相補性原理について



「相補性原理」は量子力学の父ニールス・ボーアが1927年 に提唱した原理です。

 この原理を厳密に定義することは難しいのですが、要約すると「すべての物事には二つの側面があり、それぞれの側面は互いに補い合ってこそ、ひとつの実在について記述することができる」というもので、ボーアはこの相補性原理と中国の古代哲学である陰陽思想とが、よく似ていることに気付いていました。

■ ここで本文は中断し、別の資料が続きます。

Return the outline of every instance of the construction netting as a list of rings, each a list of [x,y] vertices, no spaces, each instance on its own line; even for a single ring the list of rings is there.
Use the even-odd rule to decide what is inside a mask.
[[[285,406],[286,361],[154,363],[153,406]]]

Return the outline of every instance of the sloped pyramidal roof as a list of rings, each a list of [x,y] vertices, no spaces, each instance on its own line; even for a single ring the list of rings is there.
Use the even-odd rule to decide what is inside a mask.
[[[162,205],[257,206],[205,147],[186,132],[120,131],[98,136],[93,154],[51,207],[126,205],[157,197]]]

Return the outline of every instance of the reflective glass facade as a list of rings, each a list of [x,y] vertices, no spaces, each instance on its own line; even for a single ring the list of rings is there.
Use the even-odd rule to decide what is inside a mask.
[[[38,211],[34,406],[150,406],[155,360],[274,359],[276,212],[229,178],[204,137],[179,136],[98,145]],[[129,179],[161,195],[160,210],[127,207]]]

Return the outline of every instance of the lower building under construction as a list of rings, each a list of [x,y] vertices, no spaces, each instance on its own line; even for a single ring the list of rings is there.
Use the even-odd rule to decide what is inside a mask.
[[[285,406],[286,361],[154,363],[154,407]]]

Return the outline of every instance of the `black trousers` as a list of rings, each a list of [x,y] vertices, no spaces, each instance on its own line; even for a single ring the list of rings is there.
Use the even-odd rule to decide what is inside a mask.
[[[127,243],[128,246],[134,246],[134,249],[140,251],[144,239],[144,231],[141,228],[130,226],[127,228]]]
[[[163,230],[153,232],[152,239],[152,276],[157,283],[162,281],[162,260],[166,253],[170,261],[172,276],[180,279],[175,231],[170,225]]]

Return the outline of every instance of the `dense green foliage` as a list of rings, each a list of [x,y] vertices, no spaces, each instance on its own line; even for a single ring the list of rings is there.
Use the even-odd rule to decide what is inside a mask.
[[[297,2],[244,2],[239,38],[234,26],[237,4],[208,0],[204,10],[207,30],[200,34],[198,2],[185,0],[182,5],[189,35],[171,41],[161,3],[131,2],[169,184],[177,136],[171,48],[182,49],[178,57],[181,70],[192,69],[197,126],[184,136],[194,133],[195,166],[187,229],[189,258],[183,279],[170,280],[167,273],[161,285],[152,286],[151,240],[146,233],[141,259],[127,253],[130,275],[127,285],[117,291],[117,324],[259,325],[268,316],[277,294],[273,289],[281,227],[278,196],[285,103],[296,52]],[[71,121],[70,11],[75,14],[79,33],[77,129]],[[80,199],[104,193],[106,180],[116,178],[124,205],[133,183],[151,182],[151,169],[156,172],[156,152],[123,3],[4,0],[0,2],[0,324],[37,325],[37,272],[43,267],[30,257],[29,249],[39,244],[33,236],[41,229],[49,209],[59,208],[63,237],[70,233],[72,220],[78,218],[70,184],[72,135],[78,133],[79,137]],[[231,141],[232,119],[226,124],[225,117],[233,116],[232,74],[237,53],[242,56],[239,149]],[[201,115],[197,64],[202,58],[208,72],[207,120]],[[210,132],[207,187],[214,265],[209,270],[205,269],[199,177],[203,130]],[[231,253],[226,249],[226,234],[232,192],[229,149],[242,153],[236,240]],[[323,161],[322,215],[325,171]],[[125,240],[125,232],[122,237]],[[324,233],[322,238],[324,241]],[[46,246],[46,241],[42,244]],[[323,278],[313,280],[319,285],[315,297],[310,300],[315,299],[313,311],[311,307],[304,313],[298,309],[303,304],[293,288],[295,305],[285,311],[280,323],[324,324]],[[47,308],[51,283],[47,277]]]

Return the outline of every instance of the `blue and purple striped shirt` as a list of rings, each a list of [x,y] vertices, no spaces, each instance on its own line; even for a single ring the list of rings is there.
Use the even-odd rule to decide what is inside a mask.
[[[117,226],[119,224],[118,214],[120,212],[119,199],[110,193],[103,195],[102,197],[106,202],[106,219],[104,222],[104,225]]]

「一方を否定すれば、他方も成立し得ない相互依存の関係性」と解釈すれば、仏法で説く「不二」の思想に近いものでしょう。
 相補性(Complementarity)という言葉は、ボ−アが使用して以来その意味の「あいまいさ」を指摘されながらも、科学や哲学の分野で多種・多様な使われ方をしています。

 科学の公理に因果律がありますが、因果律は19世紀の科学の公理であって、今日の科学を導く公理は、因果律のみでは十分でなくなりました。
  ”なぜ?”という設問に答えることが出来るのは因果性が明らかにされている場合ですが、生命現象には”なぜ?”という設問に答えることが出来ない事例が多いのです。
 進化という現象に例をとれば、「生物が動物と植物に分かれたのはなぜか?」「オスとメスがいるのはなぜか?」などという設問に与えられる解答は神話的にならざるを得ません。
 しかし、現存する各要素間の関係性を明らかにして全体を構造として把握すると、各要素は相互依存の関係性で結ばれていることが判り、分化する要素間の相互依存性、すなわち相補性を直観することは容易といえます。

 因果律に相補性を加える必要性を力説したボーアの功績は大きいといわねばなりません。
 原因と結果の間にも相互依存性があり、因果律自体が「相補性原理」の一部と見ることも出来ます。